THE LAST MOTH

Birds hatching inside the mailbox

The moth was clinging to the bathroom ceiling.

At first it attached itself to the ceiling right over the shower. I looked up at it, big and dark brown, clutching tightly to the white drywall, and shook my head. For years I’ve liked to take moths out of the house and release them outside. Usually, unless they’re too weak to take flight, I catch them in a glass, put a top on (a postcard or even a tissue), take them out, remove the top and shake the glass free. Love to watch them flying out. But I’d need to bring the step ladder upstairs and put it on the shower floor, which I didn’t trust.

It felt like that whole day I checked the whereabouts of that moth, wishing it would move someplace lower. When I woke up the next morning, I found that it had moved out of the shower but was still attached to the bathroom ceiling. This was an opportunity to mentally review the things I used to do easily and without thought just a short time ago, and how I hesitate to do them now. Get up on the step ladder, strain up towards the ceiling with the glass, try not to hurt the moth as I slide something on top, keeping my balance throughout, and come down safely, covered glass still intact.

I didn’t do it.

The next day I couldn’t find it. I looked everywhere, behind towels and faucets, and on the floor in case it had finally collapsed. Wondered if it had gotten out of the bathroom, but then, where did it go?

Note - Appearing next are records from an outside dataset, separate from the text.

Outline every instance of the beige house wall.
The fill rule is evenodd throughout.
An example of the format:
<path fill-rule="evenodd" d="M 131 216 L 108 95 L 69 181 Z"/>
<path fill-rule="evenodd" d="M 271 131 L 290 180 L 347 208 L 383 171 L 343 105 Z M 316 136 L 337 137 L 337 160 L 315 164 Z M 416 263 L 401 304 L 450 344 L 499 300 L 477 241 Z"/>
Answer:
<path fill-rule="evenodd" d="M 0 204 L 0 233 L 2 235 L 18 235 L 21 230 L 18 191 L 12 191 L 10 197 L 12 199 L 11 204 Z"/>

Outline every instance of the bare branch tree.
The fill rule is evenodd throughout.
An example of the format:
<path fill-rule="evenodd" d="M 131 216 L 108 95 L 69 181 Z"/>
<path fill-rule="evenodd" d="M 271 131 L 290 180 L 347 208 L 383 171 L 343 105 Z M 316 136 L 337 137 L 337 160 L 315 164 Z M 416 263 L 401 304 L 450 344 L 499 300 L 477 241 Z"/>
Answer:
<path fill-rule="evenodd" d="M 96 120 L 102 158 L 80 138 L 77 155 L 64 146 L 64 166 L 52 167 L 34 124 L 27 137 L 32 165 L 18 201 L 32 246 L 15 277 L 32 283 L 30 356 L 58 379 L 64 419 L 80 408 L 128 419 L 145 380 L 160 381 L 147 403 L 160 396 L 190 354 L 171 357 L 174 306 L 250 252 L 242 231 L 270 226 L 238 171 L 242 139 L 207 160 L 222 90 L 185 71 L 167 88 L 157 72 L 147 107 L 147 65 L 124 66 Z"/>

We always keep an oil candle burning on the Kwan-yin altar, which shows the Goddess of Compassion, a gift from Vietnam, alongside Maria of Guadalupe, which we had gotten as a gift from Shaykha Amina Teslima al-Jerrahi in Mexico City. The altar contains ashes of those who died as well as photos. But in the summer moths get into the house and get immolated by the candle so I don’t let it burn during those months. Instead, the moths fly into the house and attach themselves to different walls and counters, and I retrieve them.

The moth in the bathroom reminded me that summer is passing, fewer moths in the house, soon I could light the candle again and let it burn till next May. Please come down so that I could get you, I asked it silently for a couple of days. Instead, it’s gone, probably dead.

I was surprised by the sudden surge of sadness. So many die every day, but this one I kept careful track of. It was big, clinging fearfully to the ceiling, not approaching the light bulbs over the mirror. Infinite beings die all the time, why did this one touch me so deeply? I would check its whereabouts even in middle-of-the-night peeing visits, blinking sleepily as I looked up.

In fact, why did I feel any concern at all? Henry and Aussie don’t worry about moths, or about anyone’s wellbeing other than their own. How is it that humans do? We criticize ourselves so much for caring too little, but it’s quite miraculous how much we do care about nonhuman beings. How we look down nervously at the brown grass and the thirsty earth in this summer’s drought, how relieved we feel as the leaves tremble under the first raindrops, how we feed birds and chipmunks, watching carefully for deer as we navigate the roads at night. Our sense of family, of clan, of home is remarkably wider than that of other species. We care a lot about beings that don’t look anything like us.

That’s a great thing, given our other propensity to build fortresses. When I visit my sister in Jerusalem, I can hear the doves coo from the outside ledge that’s off her bathroom window overlooking a building shaft. The birds liked to use the ledges inside the shaft for rest or shelter, but she tells me that her neighbors installed spinning deterrence rods to scare them away because of their fleas and the  shit they leave on the ledges. She can’t bring herself to do this, so all these years I come to stay with her and enjoy the gentle cooing that’s the background music to her home.

How have we, humans concerned most of all with our own survival and flourishing, cultivated this need to take care of nonhumans that don’t seek our companionship?